After seven years, Gehry’s design, which features a humongous steel-cable billboard as tall as the Lincoln Memorial and well more than twice as wide, has finally cleared the last official review-board hurdle. The EMC has scheduled a groundbreaking ceremony for November 2. Only Zinke can put an end to this travesty of Ike’s memory—by denying a building permit for the design’s execution.

This Is Preposterous On So Many Levels

Here are three reasons the memorial has no business being built.

First, Gehry did not win a fair, open competition. The EMC’s original chairman, Los Angeles businessman Rocco Siciliano, is a friend and admirer of Gehry’s and dropped his name at the commission’s first board meeting in 2001. The EMC and its collaborators at the General Services Administration not only required competition entrants to be established professionals but also to submit their portfolios instead of memorial designs. Only the seven semi-finalists were required to submit merely suggestive sketches of what an Ike memorial might look like.

This is an utterly perverse procedure for a memorial competition. Not surprisingly, the competition attracted a pathetic total of 44 entries, about one-tenth as many as the competition for the National World War II Memorial (2004) on the National Mall. (It’s also worth noting that Uncle Sam only contributed $16 million to the World War II memorial project.) The Eisenhower memorial competition rules unquestionably tilted the playing field in Gehry’s favor, as did the EMC’s competition brief calling for a wheel-reinventing “21st-century memorial.”

Second, Gehry’s design is mainly about Gehry and his postmodern envelope-pushing, not the wartime Supreme Allied Commander in Europe and 34th president of the United States. His pretentious billboard, which he calls a “tapestry” and Ike’s granddaughter Susan once dubbed an “Iron Curtain,” is a stage-set backdrop to a sprawling, four-acre Ike theme park, as opposed to a monument worthy of a defining figure of the American Century.

A kitschy sculptural diorama consists of a young Ike peering out, from a corner of the park, at his future self as D-Day commander and president in the memorial core. The tapestry, to be perched on six gargantuan stone-clad shafts ten feet in diameter, was originally to be stitched with a Kansas landscape pointing to Ike’s rustic roots.
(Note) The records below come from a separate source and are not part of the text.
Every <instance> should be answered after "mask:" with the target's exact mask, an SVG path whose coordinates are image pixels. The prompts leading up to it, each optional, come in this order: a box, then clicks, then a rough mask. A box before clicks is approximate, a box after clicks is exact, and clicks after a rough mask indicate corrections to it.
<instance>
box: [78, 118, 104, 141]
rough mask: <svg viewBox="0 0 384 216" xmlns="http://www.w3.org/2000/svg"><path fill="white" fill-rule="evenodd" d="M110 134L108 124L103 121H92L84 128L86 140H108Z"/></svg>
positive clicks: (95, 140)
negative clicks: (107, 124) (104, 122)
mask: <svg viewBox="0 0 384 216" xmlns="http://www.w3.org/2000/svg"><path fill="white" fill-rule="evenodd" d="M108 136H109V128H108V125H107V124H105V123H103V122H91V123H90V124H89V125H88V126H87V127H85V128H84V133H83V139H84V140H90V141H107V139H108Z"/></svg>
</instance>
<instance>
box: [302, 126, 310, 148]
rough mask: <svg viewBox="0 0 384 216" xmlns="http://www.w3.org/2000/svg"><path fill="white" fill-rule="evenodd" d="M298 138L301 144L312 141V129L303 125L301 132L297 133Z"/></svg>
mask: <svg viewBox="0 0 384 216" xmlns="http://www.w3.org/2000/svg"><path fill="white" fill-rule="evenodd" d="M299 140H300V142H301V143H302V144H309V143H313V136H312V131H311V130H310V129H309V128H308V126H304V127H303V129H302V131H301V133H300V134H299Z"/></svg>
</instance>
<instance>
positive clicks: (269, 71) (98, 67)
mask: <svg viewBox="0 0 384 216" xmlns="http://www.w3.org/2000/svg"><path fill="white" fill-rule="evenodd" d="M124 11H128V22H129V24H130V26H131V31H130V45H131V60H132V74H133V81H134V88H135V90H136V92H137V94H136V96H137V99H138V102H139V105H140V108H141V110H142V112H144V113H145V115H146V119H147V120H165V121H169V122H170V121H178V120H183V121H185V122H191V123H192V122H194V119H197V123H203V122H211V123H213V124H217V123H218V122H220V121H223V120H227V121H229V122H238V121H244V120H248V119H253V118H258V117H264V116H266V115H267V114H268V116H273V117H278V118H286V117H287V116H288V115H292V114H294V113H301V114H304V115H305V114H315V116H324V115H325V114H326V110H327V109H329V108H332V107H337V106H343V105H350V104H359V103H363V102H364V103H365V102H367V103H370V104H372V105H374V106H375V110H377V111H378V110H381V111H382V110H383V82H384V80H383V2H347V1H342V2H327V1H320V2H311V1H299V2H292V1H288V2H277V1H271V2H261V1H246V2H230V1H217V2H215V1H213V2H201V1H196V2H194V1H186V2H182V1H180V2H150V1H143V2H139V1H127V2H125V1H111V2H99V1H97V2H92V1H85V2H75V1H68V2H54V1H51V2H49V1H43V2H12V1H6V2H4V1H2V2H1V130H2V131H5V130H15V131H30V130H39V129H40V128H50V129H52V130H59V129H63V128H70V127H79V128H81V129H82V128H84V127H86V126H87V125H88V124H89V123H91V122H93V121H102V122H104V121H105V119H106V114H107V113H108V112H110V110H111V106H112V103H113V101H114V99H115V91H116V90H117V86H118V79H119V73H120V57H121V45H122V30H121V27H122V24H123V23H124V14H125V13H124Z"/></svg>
In the design’s final iteration it is adorned with a plethora of squiggly lines intended to represent the Pointe du Hoc at Normandy Beach.

The billboard will be situated in front of the U.S. Department of Education’s headquarters, facing the National Air and Space Museum from across Independence Avenue. Not only will it baffle the public, it might well generate expensive maintenance problems due to the accumulation of dirt, bird droppings, trash, and ice, along with eventual deterioration of the steel cables.
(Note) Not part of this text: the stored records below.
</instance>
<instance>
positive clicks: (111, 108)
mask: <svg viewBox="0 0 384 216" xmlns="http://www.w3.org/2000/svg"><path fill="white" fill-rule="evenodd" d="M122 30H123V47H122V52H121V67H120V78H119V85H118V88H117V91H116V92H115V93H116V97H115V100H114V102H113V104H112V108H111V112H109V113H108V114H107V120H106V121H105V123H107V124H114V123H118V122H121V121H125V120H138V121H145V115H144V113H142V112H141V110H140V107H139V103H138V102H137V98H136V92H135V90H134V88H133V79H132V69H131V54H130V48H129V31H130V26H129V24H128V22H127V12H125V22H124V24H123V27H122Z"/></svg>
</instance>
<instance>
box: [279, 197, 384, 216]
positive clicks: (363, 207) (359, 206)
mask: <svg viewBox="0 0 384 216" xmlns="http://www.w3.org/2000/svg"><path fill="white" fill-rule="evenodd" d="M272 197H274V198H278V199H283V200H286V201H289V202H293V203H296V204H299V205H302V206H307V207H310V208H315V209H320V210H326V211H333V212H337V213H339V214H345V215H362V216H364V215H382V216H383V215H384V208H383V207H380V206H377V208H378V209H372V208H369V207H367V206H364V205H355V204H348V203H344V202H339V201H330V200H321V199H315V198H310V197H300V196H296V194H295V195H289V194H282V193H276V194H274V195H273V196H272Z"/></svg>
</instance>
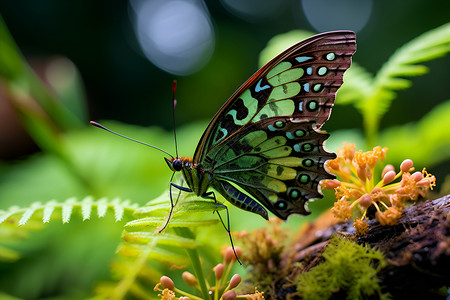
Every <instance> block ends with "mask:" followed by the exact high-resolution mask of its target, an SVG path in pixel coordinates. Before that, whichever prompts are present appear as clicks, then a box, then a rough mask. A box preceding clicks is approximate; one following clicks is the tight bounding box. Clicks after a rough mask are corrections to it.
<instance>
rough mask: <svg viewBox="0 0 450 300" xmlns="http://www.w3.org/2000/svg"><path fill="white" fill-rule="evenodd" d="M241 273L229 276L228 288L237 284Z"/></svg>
mask: <svg viewBox="0 0 450 300" xmlns="http://www.w3.org/2000/svg"><path fill="white" fill-rule="evenodd" d="M241 280H242V278H241V275H239V274H234V275H233V277H231V280H230V283H229V284H228V286H229V287H230V289H234V288H235V287H237V286H238V285H239V283H241Z"/></svg>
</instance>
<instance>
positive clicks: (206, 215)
mask: <svg viewBox="0 0 450 300" xmlns="http://www.w3.org/2000/svg"><path fill="white" fill-rule="evenodd" d="M172 192H173V194H172V199H174V201H175V202H176V205H175V207H174V210H173V213H172V218H171V220H167V217H168V216H167V214H168V213H169V210H170V204H169V203H170V200H169V197H168V193H167V192H166V193H164V194H163V195H162V196H161V197H159V198H157V199H155V200H154V201H151V202H150V203H149V204H147V205H146V206H144V207H140V208H138V209H136V211H135V214H134V216H135V217H137V219H135V220H132V221H130V222H128V223H127V224H125V226H124V228H125V230H124V232H123V234H122V237H123V240H124V242H122V243H121V245H120V246H119V250H118V251H117V253H118V254H119V255H120V257H121V258H123V259H127V258H128V259H129V258H132V259H134V261H133V262H132V263H131V265H128V267H127V268H123V264H113V266H116V267H115V269H113V273H115V274H121V275H120V276H121V277H122V278H121V280H120V282H119V283H118V285H117V286H116V288H115V289H110V290H108V293H109V294H108V295H106V296H108V297H111V298H114V299H122V298H124V297H125V295H127V294H133V295H135V296H137V295H136V291H140V292H141V293H142V292H145V291H146V290H147V291H150V290H149V289H148V287H149V286H152V284H153V285H154V284H156V283H157V282H158V279H159V278H151V279H150V280H151V282H148V280H149V278H146V280H147V284H146V285H144V284H143V282H142V281H143V278H144V277H145V273H146V272H148V271H149V269H148V268H149V266H150V265H152V264H149V262H150V261H153V262H165V263H170V264H171V265H174V264H175V265H186V264H188V263H189V261H191V265H192V267H193V268H194V270H195V271H196V272H197V271H198V272H199V274H201V275H200V276H203V275H202V271H199V270H197V269H199V268H201V266H200V264H198V263H195V261H197V260H198V259H199V258H198V252H197V249H198V248H199V247H201V246H202V245H201V243H200V242H198V241H197V240H196V239H195V234H194V232H193V230H194V229H195V228H198V227H204V226H210V225H214V224H217V223H219V222H220V220H219V218H218V217H217V215H215V214H213V213H214V212H216V211H219V210H222V209H224V208H225V207H224V206H223V205H222V204H220V203H218V202H215V201H212V200H205V199H202V198H200V197H197V196H195V195H194V194H193V193H181V195H180V194H179V191H172ZM176 199H178V201H177V200H176ZM163 212H164V213H163ZM205 213H206V214H205ZM208 213H209V214H208ZM166 222H168V225H167V227H166V229H165V230H164V231H163V232H162V233H160V232H159V231H158V229H159V228H161V226H162V225H163V224H165V223H166ZM224 233H225V231H224ZM120 266H122V267H120ZM152 273H153V274H154V273H156V272H155V271H153V272H152ZM102 296H105V294H103V295H102Z"/></svg>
Sure, tests have been run on mock-ups of the tapestry, but the fact remains that it is inevitably experimental and therefore at odds with the spirit, at least, of the Commemorative Works Act of 1986, which requires Washington memorials to be constructed of “durable materials.”

Ike Was Not an Extravagant Man or President

Third, the memorial—which will, of course, include a digital infotainment component requiring constant updating—is absurdly extravagant. Ike would not have liked that. In 2011, the late historian and diplomat John S.D. Eisenhower reiterated the family consensus that the Gehry design, starting with the tapestry, was ill-conceived. He said the Ike memorial should be “as simple as possible and encapsulate, as much as can be done in stone, [Ike’s] accomplishments and principles.”

Susan and her siblings stuck by that consensus until September of last year, when former Secretary of State James A. Baker convinced Susan to abandon her opposition in exchange for changes in the billboard theme and the placement of the young Eisenhower statue. After the grandchildren caved, congressional opposition to the Gehry design waned.

The fact remains that Ike deserves an adult memorial, not an adolescent exercise in postmodern theatrics. What a pity that Ike’s fellow Kansans, former senator Bob Dole and current senator (and EMC chairman) Pat Roberts—the key figures pushing this fiasco forward—have been bamboozled by Gehry and his clueless hangers-on in the media and in Washington’s dysfunctional cultural apparat. It’s up to Zinke to take a stand for Ike and the taxpaying public by consigning this dismal example of DC business-as-usual to the dustbin. Zinke should tell the EMC to start over and try something sensible for a change.